I lost it all.
16-10 : colors and blood and trespassing. Limpid yonder. The unfurled ether. Flitting triangles and honking crackers..all them bamboo oscillation. 16-10: the month of encountering unknown faces with familiar foreheads. 100 % alcoholic – pure non-veg. Gobbling fats : gulping bottles. And eye there..making maximum usage of an endless supply of free episodes; Cursing lofty price, Bitching government, whining much and wine-ing more. Resuming the grasp of cancer stick back and loosing grip of my weapon of mass creation. UNCLAD ! DRIFT ! Until the 16-11: odd and None. N nostalgia. N nausea. N numb. Narcotics.
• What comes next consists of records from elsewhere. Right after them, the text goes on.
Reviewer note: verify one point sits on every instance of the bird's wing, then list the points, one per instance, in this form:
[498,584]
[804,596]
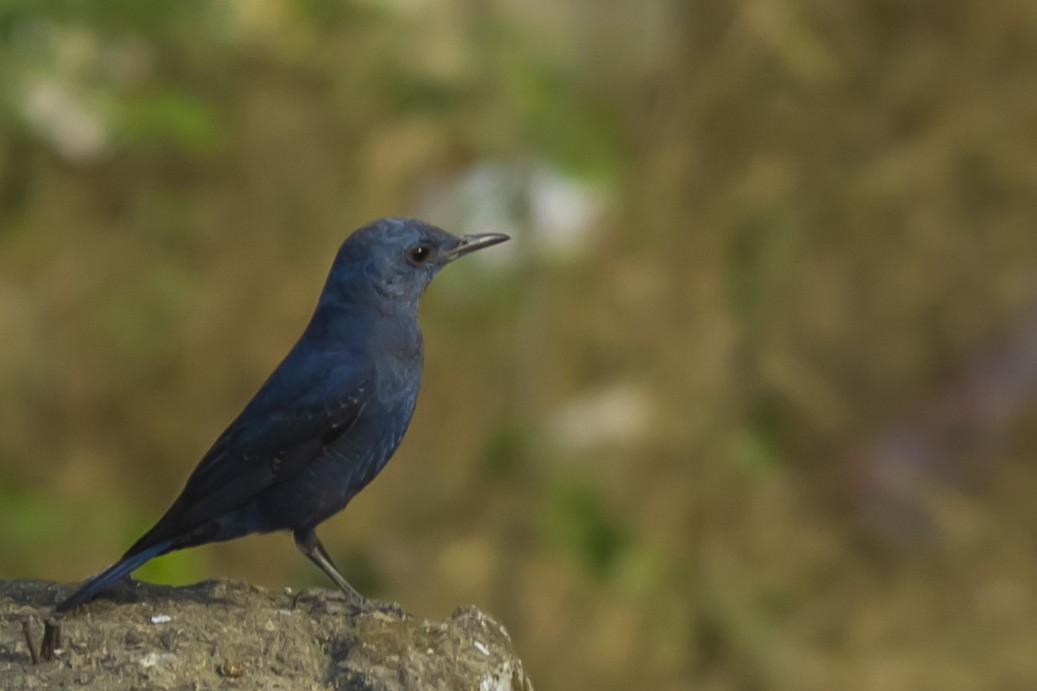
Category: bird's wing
[302,409]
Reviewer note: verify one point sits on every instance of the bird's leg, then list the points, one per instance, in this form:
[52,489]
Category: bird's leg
[308,544]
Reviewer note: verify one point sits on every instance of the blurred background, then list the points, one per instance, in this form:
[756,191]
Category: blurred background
[749,401]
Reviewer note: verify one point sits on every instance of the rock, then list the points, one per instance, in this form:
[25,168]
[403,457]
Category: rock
[227,634]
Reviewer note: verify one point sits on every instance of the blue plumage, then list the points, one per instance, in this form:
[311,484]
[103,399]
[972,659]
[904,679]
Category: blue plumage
[329,417]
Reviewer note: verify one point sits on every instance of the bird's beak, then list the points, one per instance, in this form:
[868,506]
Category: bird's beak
[470,244]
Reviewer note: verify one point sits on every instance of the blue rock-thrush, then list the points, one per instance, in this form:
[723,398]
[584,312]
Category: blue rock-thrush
[329,417]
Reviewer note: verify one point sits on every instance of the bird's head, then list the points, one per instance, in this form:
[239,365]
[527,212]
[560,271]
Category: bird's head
[392,260]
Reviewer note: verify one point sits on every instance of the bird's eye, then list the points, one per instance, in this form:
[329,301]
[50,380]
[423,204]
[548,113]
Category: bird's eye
[418,254]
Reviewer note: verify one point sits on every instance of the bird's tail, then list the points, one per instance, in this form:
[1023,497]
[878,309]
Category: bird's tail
[109,576]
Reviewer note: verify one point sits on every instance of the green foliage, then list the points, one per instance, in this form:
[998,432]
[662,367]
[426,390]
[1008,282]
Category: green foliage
[582,524]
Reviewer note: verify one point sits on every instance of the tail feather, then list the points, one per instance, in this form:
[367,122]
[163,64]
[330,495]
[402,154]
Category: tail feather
[109,576]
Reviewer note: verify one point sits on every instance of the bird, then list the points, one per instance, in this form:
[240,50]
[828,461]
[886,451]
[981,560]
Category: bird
[328,418]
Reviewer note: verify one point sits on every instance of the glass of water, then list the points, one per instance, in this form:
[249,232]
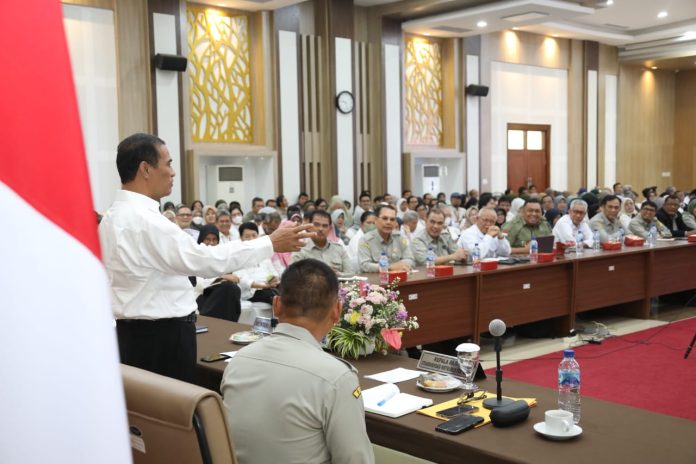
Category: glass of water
[468,358]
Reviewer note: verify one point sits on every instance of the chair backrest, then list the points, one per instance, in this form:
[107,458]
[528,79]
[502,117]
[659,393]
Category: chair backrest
[175,422]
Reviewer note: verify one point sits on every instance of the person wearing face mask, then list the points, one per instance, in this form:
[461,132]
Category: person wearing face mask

Nervousbreakdown… Nobody… November.. N – month of the pure white massif commanding over K town. Crystalline. Transparent. And the hibernal mode activating step by step. Just like us tramping to witness the alp closer. 12 hours continuous traipsing. Mad mad walkers. The gonzo rovers. Creating rhythm of the tip toe tip ..the toes on paths and fallen leaves and the melody of crickets and birds and chill chill wind. Perhaps then the circling rituals… hunting the rapture, molding the ta-ta-da-ta-da – myan everything that hits the lughole with mind and head and neck and leg and UNLEASH! RELEASE! Then in Betwixt.. The cognizance – that- I might have lost something but In fact I have everything. The horizon and woods. The pit . The music. My Fam and friends. and I knew exactly where to find them .always . In the vicinity of the Himalayas. Among the baked locus. the burning masses.Up. High In Within..the sanctuary of the freaks..
I have it all.
What I truly have shall never fade. What I have now shall I forever hoard.